Reducir tiempos y eliminar parte de los intermediarios es solo el comienzo. La tecnología rompió parte de la rigidez bancaria y abrió nuevas rutas para mover dinero.

El laboratorio boliviano

Desde que se levantaron las restricciones al uso de activos digitales, Bolivia comenzó a crecer a un ritmo que pocos anticipaban. Los datos de la firma internacional Chainalysis muestran que, entre julio de 2024 y junio de 2025, el país registró transacciones por $us 14.800 millones en activos digitales, incluidas criptomonedas y monedas estables. Solo en el primer semestre de 2025, el volumen negociado creció más de 630% respecto al mismo período del año anterior, una de las mayores tasas de expansión de la región.

 Para Carlos Neira, cofundador de Meru, la explicación no está únicamente en la tecnología, sino en la necesidad. La persistente escasez de dólares obligó a miles de personas y empresas a buscar nuevas formas de cobrar, pagar proveedores, contratar servicios o resguardar el valor de su dinero. 

Ese proceso convirtió a Bolivia en un caso de estudio para especialistas internacionales. Chainalysis ubica al país en el puesto 46 del Índice Global de Adopción de Criptomonedas, un avance difícil de imaginar apenas dos años atrás.

El Salvador también figura entre los referentes de la región, aunque por un camino distinto. Mientras Bolivia avanzó impulsada por la necesidad del mercado, El Salvador lo hizo mediante una estrategia pública para desarrollar un ecosistema de activos digitales.

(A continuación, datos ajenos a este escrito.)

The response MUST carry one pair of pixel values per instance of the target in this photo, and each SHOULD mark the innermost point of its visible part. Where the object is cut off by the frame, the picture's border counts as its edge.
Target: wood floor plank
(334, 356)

Juan Carlos Reyes, presidente de la Comisión Nacional de Activos Digitales de El Salvador, destaca que el conocimiento acumulado permitió a su país hablar el lenguaje de una industria que hoy atrae inversiones internacionales. Las dos experiencias muestran rutas diferentes: en un caso, la necesidad aceleró el cambio; en el otro, una decisión estatal lo condujo.

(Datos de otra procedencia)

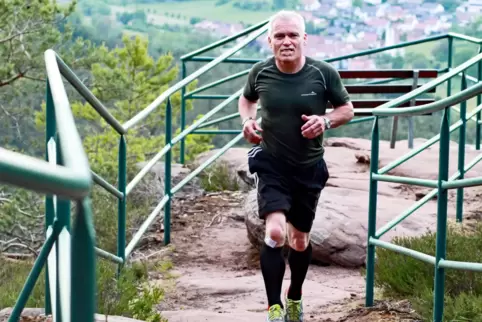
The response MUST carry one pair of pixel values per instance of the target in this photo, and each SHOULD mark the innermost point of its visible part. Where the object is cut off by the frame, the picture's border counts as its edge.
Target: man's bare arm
(341, 115)
(246, 108)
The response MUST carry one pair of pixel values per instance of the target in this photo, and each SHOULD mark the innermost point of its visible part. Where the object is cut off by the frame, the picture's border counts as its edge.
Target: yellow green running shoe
(275, 314)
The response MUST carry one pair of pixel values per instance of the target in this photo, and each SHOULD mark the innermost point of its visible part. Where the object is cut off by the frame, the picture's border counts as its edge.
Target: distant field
(425, 48)
(208, 10)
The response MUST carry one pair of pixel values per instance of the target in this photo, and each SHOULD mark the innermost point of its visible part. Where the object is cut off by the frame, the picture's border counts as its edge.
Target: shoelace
(294, 311)
(275, 313)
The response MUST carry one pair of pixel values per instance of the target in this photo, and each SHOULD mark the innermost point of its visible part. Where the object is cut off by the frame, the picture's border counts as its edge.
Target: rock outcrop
(340, 229)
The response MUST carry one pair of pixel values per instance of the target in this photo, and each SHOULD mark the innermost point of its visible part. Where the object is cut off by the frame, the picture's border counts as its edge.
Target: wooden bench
(399, 74)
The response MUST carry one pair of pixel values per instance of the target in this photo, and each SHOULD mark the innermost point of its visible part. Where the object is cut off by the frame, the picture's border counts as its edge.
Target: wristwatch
(327, 122)
(246, 120)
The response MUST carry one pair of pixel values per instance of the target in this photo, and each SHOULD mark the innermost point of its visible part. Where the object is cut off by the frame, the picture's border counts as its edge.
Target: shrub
(400, 276)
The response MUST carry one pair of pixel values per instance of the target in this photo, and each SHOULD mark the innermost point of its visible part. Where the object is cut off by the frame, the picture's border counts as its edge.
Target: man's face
(287, 40)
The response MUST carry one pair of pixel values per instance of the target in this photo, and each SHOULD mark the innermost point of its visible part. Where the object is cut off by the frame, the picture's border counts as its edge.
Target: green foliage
(127, 79)
(129, 295)
(401, 276)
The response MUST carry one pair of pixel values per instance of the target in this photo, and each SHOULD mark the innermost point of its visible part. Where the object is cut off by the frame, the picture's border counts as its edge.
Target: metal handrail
(431, 107)
(173, 89)
(432, 84)
(74, 180)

Pero mover dinero es apenas una parte de la transformación. La misma tecnología empieza a utilizarse para proteger datos, verificar identidades y certificar operaciones sin exponer información sensible. El siguiente reto gira alrededor de la confianza.

El próximo desafío

La velocidad con la que avanza la economía digital plantea una exigencia tan importante como la innovación: construir confianza. A medida que crecen las transacciones, los activos digitales y los nuevos modelos de negocio, también aumenta la necesidad de contar con reglas que protejan a los usuarios, den seguridad jurídica a las empresas y permitan que el ecosistema siga desarrollándose. 

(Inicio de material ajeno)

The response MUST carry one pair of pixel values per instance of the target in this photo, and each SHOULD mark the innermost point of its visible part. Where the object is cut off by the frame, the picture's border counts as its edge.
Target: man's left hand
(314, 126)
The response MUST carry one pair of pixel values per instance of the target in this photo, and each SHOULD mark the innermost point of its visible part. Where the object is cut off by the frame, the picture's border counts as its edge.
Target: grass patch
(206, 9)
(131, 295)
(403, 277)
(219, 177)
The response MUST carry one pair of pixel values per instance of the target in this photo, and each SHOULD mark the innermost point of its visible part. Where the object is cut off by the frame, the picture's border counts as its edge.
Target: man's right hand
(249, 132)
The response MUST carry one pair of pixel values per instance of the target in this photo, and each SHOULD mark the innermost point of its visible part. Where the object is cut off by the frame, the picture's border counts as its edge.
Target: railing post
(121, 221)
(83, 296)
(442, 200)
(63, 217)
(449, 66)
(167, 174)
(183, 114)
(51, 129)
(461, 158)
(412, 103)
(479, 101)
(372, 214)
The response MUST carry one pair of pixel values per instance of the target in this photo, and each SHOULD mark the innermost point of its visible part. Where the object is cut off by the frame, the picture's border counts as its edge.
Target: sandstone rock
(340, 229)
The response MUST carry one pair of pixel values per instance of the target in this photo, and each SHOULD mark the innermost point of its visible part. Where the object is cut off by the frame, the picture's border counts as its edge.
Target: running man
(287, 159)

Ese es el camino que recorrió Uruguay. Patricia Tudisco, representante del Banco Central de ese país, explica que el proceso comenzó hace cinco años con un análisis conceptual del fenómeno y continuó con proyectos de ley que fueron ajustándose conforme evolucionaba la tecnología.

La regulación también responde a compromisos internacionales. Tudisco recuerda que las recomendaciones del Grupo de Acción Financiera Internacional (GAFI) y las evaluaciones de GAFILAT exigen que los países cuenten con proveedores de servicios de activos virtuales autorizados, mecanismos de supervisión y procedimientos para identificar y rastrear las transacciones. “Lo importante es tener un marco normativo claro y dar certidumbre”, resume la especialista.

Bolivia comienza ahora a recorrer ese camino. La rápida expansión del ecosistema demuestra que existe demanda, talento emprendedor y capacidad para desarrollar soluciones tecnológicas. El siguiente paso será construir una regulación moderna que proteja a los usuarios sin frenar la innovación, un equilibrio que hoy busca la mayoría de los países que avanzan hacia la economía digital.

Hace apenas dos años, hablar de activos digitales en Bolivia era una conversación reservada para especialistas. Hoy esos instrumentos forman parte de las decisiones de empresas, emprendedores y profesionales que buscan nuevas maneras de hacer negocios. El reto ahora es construir la confianza necesaria para convertir ese crecimiento en una oportunidad de largo plazo.